Dans le secteur bovin de boucherie, 17 élevages de vaches-veaux ont participé à l’exercice pour un total de 38 échantillons de fumier analysés. La réduction de la teneur en phosphore n’est pas considérable (< 2 %), par rapport aux données (CRAAQ).

Finalement, sur le plan de la production avicole, pour du fumier solide, nous avons observé une diminution moyenne de 34 % de la teneur en phosphore des fumiers par rapport aux valeurs théoriques (Agdex et CRAAQ).


En somme
Après analyse de l’ensemble de ces résultats, on remarque que la plupart des productions ont enregistré une baisse substantielle de la teneur en phosphore des fumiers, en comparaison aux valeurs théoriques.


Pourquoi ces analyses réelles peuvent-elles être rentables?
Au tableau ci-dessous, nous avons simulé un modèle d’engraissement porcin de 1 000 porcs et avons converti la réduction de la teneur en phosphore, de l’ordre d’environ 30 % par rapport aux valeurs théoriques, en superficies de culture. Les besoins en superficie de culture, pour une richesse de sol identique, sont de 55 ha avec la valeur fertilisante théorique (CRAAQ), comparativement à 39 ha avec la valeur réelle obtenue à la ferme. Ces résultats s’avèrent particulièrement intéressants dans un contexte de régions en surplus où la recherche de fonds de terre peut s’avérer pénible et surtout, très coûteuse.
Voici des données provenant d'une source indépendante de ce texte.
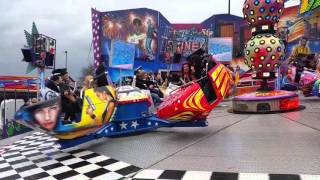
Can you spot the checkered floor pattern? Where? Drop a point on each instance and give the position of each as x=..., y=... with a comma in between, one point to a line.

À vous de jouer, maintenant. Consultez votre conseiller en agroenvironnement CO-OP pour faire prendre vos échantillons de fumier et établir un bilan et un diagnostic réalistes de l’état de votre entreprise. Ça peut rapporter gros!

Engraissement de
1 000 porcs

Valeur lisier
P2O5 (kg/t)
Volume lisier
produit par an (m3)
Volume total P2O5 produit
(kg P2O5)
Dépôt permis sur 50 ha (kg P2O5) Besoin total en hectares
Valeur réelle moyenne clients Unicoop
1,61
1 880
3 027
3 900
39
Valeur théorique transitoire du CRAAQ
2,3
1 880
4 324
3 900
55
Cette comparaison est faite en assumant que le volume produit par les porcs est le même dans les deux situations. Cependant, il est important de noter que les rejets réels sont calculés grâce à deux éléments essentiels : le volume de fumier produit (registre d’épandage) et la valeur fertilisante de ce fumier. Ces deux étapes sont reliées et sont nécessaires afin d’obtenir un portrait réel de l’entreprise.

* L’auteure est conseillère en agroenvironnement à Unicoop, coopérative agricole.

1. Comité de référence économique en agriculture du Québec (CRÉAQ), Fumier de ferme.
2. Centre de référence en agriculture et agroalimentaire du Québec, Valeurs références pour la période transitoire, 2003.